KAZAKH ENVIRONMENTAL GROUPS PROTEST OIL CONSORTIUM'S WASTE DISPOSAL TECHNIQUE
The consortium, led by Italy's Eni SpA announced at public hearings in the Kazakh oil capital of Atyrau last month that it is planning to inject waste from its drilling operations at the Kashagan oil field back into the Caspian seabed.
The head of the Caspian Nature environmental group, Mokhambet Khakimov, said the high pressure at which the waste will be pumped into the seabed would risk contaminating the sea with poisonous hydrogen sulfide and mercaptan, a chemical that gives odorless natural gas a detectable smell.
The consortium will need to drill up to 280 wells before the start of oil extraction planned for 2007-08.
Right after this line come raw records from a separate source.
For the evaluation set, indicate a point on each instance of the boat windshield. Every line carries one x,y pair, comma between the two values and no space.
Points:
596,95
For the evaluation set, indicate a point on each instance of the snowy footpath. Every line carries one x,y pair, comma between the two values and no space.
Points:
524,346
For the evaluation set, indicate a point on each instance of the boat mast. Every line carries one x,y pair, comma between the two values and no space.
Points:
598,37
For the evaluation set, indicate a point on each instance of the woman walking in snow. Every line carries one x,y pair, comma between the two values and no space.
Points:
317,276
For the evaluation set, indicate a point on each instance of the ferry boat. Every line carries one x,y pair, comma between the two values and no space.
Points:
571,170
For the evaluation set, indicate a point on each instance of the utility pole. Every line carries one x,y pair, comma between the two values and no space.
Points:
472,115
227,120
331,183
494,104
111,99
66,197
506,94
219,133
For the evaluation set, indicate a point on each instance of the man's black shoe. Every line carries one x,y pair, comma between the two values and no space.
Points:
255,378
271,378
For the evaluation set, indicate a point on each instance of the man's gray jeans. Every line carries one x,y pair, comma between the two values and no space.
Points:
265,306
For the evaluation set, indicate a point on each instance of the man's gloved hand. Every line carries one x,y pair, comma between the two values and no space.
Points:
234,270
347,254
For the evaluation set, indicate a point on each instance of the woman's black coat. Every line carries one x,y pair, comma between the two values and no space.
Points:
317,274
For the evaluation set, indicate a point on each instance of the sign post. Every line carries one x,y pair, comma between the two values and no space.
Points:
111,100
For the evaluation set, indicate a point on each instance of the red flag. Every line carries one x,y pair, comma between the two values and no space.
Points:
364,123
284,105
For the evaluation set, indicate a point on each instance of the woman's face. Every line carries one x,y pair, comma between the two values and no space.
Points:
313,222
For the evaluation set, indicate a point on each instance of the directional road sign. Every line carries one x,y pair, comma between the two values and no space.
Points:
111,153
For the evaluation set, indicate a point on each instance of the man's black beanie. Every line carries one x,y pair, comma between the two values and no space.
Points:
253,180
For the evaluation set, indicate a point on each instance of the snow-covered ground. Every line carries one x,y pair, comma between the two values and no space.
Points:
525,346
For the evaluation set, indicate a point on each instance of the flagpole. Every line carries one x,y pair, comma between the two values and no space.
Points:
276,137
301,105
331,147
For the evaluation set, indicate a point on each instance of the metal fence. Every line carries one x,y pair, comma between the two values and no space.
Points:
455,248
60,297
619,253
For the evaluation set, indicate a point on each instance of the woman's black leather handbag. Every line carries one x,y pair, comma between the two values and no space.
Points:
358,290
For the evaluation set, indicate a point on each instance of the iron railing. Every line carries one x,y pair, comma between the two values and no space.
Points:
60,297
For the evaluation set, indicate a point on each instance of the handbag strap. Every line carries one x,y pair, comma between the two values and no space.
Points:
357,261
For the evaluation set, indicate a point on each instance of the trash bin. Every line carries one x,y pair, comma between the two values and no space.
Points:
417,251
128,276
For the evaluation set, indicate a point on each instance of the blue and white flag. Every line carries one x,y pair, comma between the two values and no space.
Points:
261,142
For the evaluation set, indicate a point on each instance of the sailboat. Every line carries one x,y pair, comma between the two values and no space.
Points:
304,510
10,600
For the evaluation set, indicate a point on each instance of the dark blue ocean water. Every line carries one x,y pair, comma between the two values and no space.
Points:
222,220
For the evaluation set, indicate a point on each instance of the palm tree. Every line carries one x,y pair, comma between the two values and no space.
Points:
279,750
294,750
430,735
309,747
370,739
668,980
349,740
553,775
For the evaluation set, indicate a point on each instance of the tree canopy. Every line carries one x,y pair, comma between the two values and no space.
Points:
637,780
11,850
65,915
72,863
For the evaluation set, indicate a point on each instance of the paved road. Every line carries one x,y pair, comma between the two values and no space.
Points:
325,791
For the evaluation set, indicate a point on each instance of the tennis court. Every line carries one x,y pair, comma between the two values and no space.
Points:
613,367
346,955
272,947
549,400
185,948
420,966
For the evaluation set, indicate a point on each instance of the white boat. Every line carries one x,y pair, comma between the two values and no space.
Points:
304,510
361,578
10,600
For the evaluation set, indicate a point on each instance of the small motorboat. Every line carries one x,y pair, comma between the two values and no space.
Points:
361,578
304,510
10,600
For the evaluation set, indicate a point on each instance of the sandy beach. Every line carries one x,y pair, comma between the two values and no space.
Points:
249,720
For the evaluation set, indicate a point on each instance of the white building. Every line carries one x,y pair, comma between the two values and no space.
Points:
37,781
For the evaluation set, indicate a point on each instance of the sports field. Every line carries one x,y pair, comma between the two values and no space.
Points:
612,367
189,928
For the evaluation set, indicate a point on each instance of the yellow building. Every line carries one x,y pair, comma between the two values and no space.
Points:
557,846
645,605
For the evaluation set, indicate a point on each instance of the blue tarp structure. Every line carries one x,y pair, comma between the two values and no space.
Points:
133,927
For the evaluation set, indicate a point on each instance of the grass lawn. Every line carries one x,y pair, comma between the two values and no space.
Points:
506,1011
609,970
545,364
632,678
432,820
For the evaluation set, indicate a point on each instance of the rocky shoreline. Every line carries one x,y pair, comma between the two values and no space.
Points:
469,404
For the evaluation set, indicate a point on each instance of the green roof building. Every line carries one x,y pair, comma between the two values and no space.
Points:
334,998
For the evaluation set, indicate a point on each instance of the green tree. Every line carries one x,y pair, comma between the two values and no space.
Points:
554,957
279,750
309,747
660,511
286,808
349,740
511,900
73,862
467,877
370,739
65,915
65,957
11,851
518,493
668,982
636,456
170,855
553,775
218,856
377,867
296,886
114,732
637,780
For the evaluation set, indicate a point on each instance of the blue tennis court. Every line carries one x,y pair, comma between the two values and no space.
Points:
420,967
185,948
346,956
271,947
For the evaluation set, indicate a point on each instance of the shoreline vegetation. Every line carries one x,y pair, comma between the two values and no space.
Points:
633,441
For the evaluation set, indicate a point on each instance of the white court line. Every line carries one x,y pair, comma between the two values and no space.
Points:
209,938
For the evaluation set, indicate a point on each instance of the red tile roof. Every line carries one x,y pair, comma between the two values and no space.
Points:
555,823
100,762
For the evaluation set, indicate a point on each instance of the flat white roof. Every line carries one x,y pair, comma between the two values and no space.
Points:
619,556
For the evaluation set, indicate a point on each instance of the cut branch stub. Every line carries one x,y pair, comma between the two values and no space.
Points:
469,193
Kashagan, which is the world's biggest oil discovery in the past 30 years, contains an estimated 4.8 billion tons of oil.
The Caspian Sea is believed to have the world's third-largest untapped oil and gas reserves. Environmentalists have long been expressing alarm about the negative impact on the sea from oil exploration, blaming oil companies for the mysterious deaths of 30,000 Caspian seals in 2002. An official commission said the seals' deaths weren't linked to oil production.
Several environmental groups said last week the Eni-led consortium had failed to convince them the injection method is safe.
The Italian oil and gas giant is leading a group of companies comprised of Total SA, Royal Dutch/Shell Group, ExxonMobil Corp, ConocoPhillips, and Japan's Inpex.
The initial output in 2008 is estimated at 75,000 barrels of oil a day, reaching the maximum plateau of 1.2 million barrels a day in 2016, according to Eni. The Central Asian nation aims at tripling its crude output to around 3 million barrels a day by 2015.